A few years ago one of our local commercial beekeepers was wintering his bees in Florida and a nearby farmer was planting pre-treated seeds and as a result he lost a couple hundred colonies. However, that is not where the real damage is being done. The neonicotoid will stay in the soil for five years. Therefore any plant planted in the soil will have the poison in it. Corn is air pollinated and rarely will the bees take pollen from corn. However, in the next five years there may be crops of sunflowers, cucumbers, pumpkins, squash and other numerous crops the bees do pollinate grown in the same soil. The bees will then gather the pesticide with the pollen and nectar. In addition to the five years the insecticide has a half-life of 19 years in the soil.
When the bees carry home nectar containing this insecticide the effect is on the larvae. When the queen lays a fertilized egg that egg hatches in three days into a larvae which is a shrimp like creature and is very hungry. After being fed only a few days the larvae fills the cell The bees use the nectar and pollen from these plants to make “bee bread” which is fed to the developing and growing larvae.
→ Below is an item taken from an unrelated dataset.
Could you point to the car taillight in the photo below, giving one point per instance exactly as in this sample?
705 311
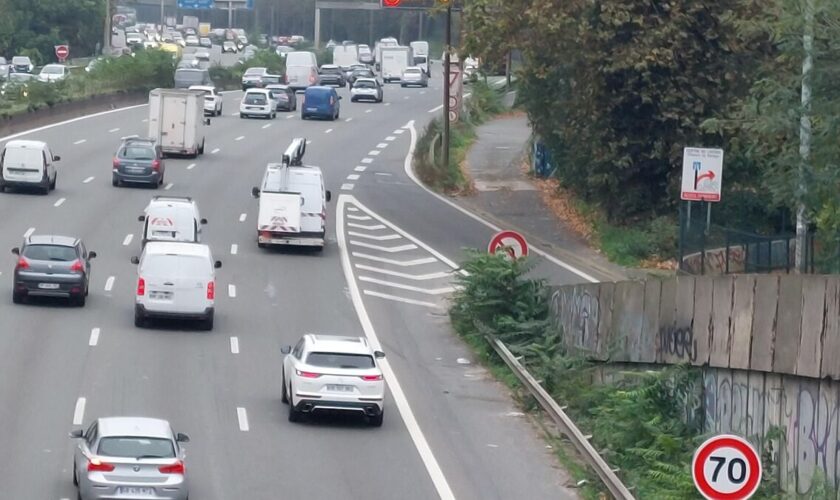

If the affected larvae survive and some don’t they are weak bees, they forage too early, they have a shorter life span.
There is another more direct effect on humans. On the farm in Allegany County where I grew up there was a saying “you had to eat a peck of dirt before you died”. To some extent that is true. We live in a too sanitary environment for our own good. In dirt there are microbes that we need for proper digestion. In recent years people suffering from irritable bowel syndrome and Crohn’s disease have had relief by being treated with these microbes. The neonicotoids kill these microbes in the soil.
From an environmental standpoint I have not heard one single reason these pesticides should not be banned as they are in Europe. But it may be too late. How long has it been since you drove through a cloud of insects and had to turn your windshield wipers on to see? Ask that question to anyone under thirty as I have and the answer is never.
If the above information is correct. Humankind is in for life changing events. Fruits and vegetables will skyrocket in price. Some might be unavailable at any price, such as almonds. We will learn to exist on gruel made primarily from rice.
I hope I’m wrong and I’m misinterpreting what I’m seeing and reading. I would like to think that we will pass onto our children and grandchildren a livable planet not literally the “Third Rock From the Sun”.